4.5. Pandas

In this tutorial we will learn to work with tables of data with the pandas Python package. Pandas is an industry standard analysis package for data science, so it has many features and is actively being updated and supported (full documentation here).

4.5.1. Overview

Pandas has two main data structures that it uses to store tables of data, the Series and the DataFrame.

  • The Series represents a single column of data

  • The DataFrame is a collention of Series columns that make a table

Let’s start by exploring the DataFrame in pandas!

# Pandas is commonly aliased as pd
import pandas as pd

4.5.2. Creating DataFrames

In the dict chapter, we saw that dictionaries can be used to represent tables of data. As you may expect, DataFrames can be created directly from dictionaries!

# Daily coffee consumption over 4 weeks
coffees = {
    'Week': ['Sep 2', 'Sep 9', 'Sep 16', 'Sep 23'],
    'Monday': [2, 1, 2, 3],
    'Tuesday': [1, 2, 1, 2],
    'Wednesday': [1, 1, 2, 1],
    'Thursday': [1, 2, 1, 2],
    'Friday': [1, 1, 3, 3]
}
df = pd.DataFrame(coffees)
print(type(df))
df

We get see the column names using the .columns attribute.

df.columns

4.5.3. Slicing and Indexing

Pandas gives a few ways to find your data in a DataFrame.

  • [] raw indexing by column like we’ve seen in dict

  • .loc[] locate row by name

  • .iloc[] locate row by numerical index

Let’s try each of these on a subset of our exoplanets DataFrame.

df['Monday']
# try locating a row by its week
df.loc['Sep 2']

Uh oh, we didn’t tell pandas which of the columns to use as our Index. The Index is an optional unique identifier of a rows, like a name, ID, or in our case, the week. Let’s add an Index to our DataFrame.

df = df.set_index('Week')
df.head()

Now we can use .loc[] to find rows by their Index name!

df.loc['Sep 2']

Finally, we can also specify a rows from our DataFrame by its numerical index using .iloc[].

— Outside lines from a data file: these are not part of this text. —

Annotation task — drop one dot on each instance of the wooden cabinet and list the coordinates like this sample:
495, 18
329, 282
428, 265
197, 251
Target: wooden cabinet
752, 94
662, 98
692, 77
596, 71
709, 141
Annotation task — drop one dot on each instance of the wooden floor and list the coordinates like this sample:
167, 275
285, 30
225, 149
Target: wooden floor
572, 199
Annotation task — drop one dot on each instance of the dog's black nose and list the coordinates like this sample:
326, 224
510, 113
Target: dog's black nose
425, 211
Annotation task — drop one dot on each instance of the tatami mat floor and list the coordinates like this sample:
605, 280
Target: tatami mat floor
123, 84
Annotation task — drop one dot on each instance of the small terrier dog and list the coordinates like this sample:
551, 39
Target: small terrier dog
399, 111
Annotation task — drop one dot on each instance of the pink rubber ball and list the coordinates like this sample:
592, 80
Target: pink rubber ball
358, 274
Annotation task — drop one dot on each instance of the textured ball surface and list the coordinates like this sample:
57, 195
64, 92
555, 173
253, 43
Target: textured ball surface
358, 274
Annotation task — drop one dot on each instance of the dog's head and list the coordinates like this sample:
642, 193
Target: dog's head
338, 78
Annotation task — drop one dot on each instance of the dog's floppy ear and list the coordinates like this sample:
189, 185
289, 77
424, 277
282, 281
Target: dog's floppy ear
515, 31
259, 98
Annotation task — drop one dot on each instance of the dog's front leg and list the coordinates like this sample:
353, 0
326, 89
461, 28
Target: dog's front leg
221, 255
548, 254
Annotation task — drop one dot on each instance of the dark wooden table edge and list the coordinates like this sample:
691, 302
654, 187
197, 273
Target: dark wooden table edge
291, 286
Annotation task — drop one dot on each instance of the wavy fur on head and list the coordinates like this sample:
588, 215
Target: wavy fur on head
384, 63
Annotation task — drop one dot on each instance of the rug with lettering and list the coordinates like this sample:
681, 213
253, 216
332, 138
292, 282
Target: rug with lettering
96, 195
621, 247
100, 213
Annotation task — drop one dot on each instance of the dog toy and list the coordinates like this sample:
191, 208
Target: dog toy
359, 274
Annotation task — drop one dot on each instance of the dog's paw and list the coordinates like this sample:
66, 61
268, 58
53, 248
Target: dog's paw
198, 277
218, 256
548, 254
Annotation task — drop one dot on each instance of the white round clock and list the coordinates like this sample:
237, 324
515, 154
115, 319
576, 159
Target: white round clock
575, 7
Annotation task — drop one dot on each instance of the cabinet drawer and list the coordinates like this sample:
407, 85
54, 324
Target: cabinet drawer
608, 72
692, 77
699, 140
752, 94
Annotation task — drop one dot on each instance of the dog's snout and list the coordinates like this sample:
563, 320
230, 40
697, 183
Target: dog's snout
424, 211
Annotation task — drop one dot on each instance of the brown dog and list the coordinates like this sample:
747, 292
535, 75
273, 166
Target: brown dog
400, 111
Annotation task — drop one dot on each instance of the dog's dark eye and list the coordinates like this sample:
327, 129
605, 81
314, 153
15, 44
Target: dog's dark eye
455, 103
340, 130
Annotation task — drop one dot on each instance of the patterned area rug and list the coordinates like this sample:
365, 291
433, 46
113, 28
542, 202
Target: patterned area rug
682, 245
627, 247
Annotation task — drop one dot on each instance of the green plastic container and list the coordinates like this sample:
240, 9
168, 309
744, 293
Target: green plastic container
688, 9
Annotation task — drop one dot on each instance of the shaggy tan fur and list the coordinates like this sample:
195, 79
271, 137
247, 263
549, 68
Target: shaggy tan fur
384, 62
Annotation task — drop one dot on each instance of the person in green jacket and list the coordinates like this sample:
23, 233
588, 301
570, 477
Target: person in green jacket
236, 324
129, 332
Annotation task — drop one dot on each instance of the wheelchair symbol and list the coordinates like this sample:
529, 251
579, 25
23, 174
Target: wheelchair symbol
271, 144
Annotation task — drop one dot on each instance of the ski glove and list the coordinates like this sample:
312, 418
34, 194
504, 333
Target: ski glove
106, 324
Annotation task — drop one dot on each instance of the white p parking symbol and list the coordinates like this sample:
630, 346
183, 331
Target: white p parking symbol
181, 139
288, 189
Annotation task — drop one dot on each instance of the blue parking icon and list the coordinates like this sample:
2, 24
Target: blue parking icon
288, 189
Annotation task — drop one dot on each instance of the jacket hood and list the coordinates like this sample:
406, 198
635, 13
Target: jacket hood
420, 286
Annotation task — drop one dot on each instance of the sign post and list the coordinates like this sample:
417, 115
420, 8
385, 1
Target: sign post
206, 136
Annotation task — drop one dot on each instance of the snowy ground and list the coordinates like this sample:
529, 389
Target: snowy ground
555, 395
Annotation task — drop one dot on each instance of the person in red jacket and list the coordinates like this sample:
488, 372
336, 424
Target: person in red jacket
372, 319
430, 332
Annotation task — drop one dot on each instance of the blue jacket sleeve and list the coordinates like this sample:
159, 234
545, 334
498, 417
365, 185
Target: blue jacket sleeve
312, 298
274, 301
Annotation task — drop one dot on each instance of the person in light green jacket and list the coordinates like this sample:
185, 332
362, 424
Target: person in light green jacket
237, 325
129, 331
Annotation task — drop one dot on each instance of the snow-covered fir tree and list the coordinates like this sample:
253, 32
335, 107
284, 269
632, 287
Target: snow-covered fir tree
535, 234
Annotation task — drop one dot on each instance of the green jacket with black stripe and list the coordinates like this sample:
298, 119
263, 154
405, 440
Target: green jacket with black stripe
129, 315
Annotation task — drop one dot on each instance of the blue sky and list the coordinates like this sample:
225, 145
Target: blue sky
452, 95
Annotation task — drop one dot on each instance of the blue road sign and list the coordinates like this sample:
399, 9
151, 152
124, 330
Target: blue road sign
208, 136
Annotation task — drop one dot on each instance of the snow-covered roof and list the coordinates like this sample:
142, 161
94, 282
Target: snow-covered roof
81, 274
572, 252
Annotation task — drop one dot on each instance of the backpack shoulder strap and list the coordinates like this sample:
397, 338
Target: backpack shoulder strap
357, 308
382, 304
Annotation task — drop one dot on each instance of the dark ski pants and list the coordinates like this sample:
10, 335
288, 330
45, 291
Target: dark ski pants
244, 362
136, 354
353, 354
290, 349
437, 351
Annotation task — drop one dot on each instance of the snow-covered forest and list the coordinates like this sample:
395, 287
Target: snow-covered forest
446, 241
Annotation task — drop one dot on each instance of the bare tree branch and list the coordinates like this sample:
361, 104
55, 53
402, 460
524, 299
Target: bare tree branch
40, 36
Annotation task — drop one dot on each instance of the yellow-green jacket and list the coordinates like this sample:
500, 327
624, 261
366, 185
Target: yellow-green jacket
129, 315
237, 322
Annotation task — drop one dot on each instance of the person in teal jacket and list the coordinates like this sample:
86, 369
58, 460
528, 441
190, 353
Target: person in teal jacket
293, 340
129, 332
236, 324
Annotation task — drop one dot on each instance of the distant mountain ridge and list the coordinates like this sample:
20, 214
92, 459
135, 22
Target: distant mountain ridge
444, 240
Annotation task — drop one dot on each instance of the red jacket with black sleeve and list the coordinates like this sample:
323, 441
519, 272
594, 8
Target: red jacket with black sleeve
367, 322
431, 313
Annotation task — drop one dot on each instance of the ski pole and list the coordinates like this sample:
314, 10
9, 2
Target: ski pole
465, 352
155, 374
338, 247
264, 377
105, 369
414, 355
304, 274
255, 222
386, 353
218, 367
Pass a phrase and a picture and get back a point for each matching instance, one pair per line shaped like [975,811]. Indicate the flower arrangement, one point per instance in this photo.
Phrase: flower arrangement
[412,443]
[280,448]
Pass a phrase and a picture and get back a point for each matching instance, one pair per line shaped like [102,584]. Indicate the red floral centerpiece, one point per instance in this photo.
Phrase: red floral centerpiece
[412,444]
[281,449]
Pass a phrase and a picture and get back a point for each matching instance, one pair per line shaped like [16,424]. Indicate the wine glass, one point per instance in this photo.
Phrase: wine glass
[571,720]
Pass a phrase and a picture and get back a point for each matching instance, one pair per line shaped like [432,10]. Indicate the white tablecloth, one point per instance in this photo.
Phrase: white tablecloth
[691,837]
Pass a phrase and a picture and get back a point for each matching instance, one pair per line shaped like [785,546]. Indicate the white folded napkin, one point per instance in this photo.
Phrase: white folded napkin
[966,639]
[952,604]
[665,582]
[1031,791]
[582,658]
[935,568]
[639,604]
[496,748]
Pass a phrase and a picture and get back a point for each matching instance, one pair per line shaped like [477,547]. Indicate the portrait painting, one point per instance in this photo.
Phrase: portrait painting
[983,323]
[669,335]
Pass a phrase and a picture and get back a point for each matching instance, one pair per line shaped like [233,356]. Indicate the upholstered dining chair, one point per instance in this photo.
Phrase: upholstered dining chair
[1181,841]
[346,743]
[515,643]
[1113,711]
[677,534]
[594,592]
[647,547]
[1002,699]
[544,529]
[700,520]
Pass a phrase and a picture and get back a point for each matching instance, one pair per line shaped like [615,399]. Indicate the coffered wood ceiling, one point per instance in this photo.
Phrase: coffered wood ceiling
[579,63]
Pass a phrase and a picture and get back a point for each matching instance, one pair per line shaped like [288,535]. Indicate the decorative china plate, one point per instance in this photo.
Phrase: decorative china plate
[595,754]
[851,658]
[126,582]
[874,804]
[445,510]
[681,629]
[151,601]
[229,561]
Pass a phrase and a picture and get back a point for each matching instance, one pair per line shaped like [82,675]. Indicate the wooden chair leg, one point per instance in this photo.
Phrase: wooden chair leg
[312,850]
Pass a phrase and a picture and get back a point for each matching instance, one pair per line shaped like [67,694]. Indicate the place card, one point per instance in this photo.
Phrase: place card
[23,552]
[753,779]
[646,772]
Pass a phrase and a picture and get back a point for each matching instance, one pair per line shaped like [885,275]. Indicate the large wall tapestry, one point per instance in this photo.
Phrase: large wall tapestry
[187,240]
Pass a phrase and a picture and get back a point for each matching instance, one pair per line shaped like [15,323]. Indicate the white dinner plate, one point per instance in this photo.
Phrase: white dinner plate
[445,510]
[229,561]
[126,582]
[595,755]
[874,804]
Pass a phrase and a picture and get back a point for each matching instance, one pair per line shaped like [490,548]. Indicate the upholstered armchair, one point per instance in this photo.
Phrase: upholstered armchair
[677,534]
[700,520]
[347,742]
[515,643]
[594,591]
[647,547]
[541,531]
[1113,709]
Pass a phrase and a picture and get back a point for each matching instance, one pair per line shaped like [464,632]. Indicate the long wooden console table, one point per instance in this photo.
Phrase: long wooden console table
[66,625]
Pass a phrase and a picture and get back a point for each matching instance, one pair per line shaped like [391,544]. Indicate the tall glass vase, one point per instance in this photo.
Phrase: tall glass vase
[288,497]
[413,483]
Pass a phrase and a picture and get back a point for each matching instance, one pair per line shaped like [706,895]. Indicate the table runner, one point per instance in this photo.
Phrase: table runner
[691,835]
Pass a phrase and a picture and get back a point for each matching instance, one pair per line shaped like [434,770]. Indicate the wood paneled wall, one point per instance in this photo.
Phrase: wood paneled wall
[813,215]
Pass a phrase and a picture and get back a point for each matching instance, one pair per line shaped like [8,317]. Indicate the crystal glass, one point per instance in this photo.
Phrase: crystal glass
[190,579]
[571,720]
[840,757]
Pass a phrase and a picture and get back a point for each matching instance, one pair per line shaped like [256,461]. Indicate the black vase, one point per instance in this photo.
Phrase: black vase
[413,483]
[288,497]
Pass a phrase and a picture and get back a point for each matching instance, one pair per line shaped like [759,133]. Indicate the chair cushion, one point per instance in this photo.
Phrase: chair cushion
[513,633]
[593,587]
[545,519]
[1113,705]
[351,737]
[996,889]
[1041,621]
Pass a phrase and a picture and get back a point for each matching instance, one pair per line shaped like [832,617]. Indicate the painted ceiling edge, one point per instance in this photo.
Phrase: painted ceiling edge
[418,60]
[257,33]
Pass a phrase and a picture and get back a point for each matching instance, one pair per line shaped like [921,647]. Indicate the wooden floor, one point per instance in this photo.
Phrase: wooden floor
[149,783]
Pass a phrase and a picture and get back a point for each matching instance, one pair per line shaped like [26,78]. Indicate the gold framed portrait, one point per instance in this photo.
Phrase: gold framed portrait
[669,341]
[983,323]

# Get first row in the DataFrame
df.iloc[0]

4.5.4. DataFrame methods

Now let’s read in an example dataset to learn about a few other useful DataFrame methods.

exoplanets = pd.read_csv("https://github.com/mwaskom/seaborn-data/raw/master/planets.csv")

We can check that pandas read the table in as a DataFrame.

type(exoplanets)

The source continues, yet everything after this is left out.